La destitution dont est victime Gregor stigmatise en ce sens une liberté rejetée au nom de la prégnance des intérêts financiers, des luttes de classes qui sont partie intégrante d’un processus identitaire social. La Métamorphose peut politiquement s’interpréter comme la mise en scène de l’aliénation économique et sociale d’une famille petite-bourgeoise : la transformation de Gregor s’entendant comme le symptôme de sa révolte individuelle contre une telle existence ne peut qu’échouer puisqu’elle le conduit à être littéralement mis au placard de l’Histoire. À séjourner pour un temps dans la pire des poubelles de “la société de consommation” : celle de la furie totalitaire qui fait d’un homme moins qu’un objet.
N’étant plus à même de travailler comme un damné pour son patron, ne pouvant plus subvenir au paiement du loyer et aux besoins de sa famille comme il l’a fait pendant si longtemps, Gregor — qui s’excepte de toute lignée généalogique reconnue — n’est plus rien. Pire encore : la vague cotonneuse d’oubli qui l’emporte fait en sorte qu’il n’ait jamais été “quelqu’un”. S’affirmer comme “individu” revient tellement à nier l’histoire collective, le mouvement global d’une société futile vouée à l’instinct grégaire que la communauté ne peut le tolérer.
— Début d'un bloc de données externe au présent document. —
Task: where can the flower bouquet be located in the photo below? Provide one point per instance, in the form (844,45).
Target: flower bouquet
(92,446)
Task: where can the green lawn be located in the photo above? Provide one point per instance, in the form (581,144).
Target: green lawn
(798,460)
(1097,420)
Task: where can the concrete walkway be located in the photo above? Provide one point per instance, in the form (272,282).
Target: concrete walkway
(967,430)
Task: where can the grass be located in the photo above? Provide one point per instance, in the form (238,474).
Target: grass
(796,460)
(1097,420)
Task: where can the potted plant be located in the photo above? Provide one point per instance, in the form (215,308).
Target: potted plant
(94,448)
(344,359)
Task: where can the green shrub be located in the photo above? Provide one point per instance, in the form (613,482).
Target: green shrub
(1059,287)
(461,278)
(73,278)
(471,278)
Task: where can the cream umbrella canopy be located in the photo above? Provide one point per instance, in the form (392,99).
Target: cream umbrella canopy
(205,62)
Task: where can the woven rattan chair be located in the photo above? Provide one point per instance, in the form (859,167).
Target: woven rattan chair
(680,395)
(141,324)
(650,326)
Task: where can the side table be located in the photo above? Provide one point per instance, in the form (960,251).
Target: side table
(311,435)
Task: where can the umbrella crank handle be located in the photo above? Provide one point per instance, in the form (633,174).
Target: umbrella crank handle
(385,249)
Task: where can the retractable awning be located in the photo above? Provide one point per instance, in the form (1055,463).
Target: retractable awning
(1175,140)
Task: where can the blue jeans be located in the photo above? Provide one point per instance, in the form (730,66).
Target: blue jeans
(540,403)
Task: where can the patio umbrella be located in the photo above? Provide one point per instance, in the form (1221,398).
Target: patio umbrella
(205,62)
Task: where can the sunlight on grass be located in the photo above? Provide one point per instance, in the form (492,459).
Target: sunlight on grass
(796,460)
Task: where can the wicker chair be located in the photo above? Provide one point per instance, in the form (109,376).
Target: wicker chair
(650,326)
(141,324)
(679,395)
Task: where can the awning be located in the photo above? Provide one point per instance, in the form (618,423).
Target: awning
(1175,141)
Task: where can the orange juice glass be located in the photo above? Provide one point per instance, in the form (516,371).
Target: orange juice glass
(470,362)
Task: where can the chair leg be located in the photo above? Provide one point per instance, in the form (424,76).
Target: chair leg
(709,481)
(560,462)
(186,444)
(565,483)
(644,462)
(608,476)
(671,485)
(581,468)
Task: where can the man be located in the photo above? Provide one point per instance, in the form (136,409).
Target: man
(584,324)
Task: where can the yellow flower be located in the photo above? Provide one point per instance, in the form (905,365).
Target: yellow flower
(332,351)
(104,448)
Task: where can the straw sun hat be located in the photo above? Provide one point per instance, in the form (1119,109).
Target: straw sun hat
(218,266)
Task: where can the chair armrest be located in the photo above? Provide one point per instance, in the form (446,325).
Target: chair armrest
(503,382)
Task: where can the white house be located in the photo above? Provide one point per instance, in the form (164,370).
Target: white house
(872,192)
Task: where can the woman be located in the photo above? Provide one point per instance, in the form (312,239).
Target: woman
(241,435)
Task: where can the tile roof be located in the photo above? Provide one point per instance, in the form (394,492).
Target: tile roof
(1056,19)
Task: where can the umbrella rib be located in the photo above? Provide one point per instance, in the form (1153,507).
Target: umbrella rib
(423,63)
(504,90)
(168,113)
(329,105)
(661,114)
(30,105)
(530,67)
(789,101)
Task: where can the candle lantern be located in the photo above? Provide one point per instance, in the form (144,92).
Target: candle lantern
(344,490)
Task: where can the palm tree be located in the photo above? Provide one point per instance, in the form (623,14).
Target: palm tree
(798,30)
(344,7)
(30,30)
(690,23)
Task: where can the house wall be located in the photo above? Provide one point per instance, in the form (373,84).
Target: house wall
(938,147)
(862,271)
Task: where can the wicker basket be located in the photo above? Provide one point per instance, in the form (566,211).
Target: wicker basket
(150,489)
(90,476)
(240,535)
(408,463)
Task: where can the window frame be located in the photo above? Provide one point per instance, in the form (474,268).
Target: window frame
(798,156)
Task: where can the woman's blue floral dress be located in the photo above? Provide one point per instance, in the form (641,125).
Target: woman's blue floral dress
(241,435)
N’étant plus un individuum formant par définition une unité distincte dans une espèce générique (nul ne sait exactement à quel insecte il pourrait être assimilé), Gregor est en quelque sorte devenu “double” par le maléfice de sa métamorphose : en lui se côtoient étrangement deux êtres, d’une part le membre de la société civile, le représentant de commerce éternellement itinérant et, d’autre part, ce monstre protéiforme qui ne ressemble en rien au parfait citoyen, à l’essence de l’humanité qu’il incarnait la veille encore. Immonde “quelque chose” et non personne morale, Gregor n’existe plus. Le fait qu’il ait pu, à son insu, se dupliquer en son Autre, s’auto-aliéner en quelque sorte, réduit à zéro le parcours social qu’il a mené jusqu’à présent. Dans une logique totalitaire captieuse qui juge les rêves et les pensées intimes aussi dangereuses que les rebellions ouvertes, il devient par excellence coupable de ce dont il ne saurait être responsable.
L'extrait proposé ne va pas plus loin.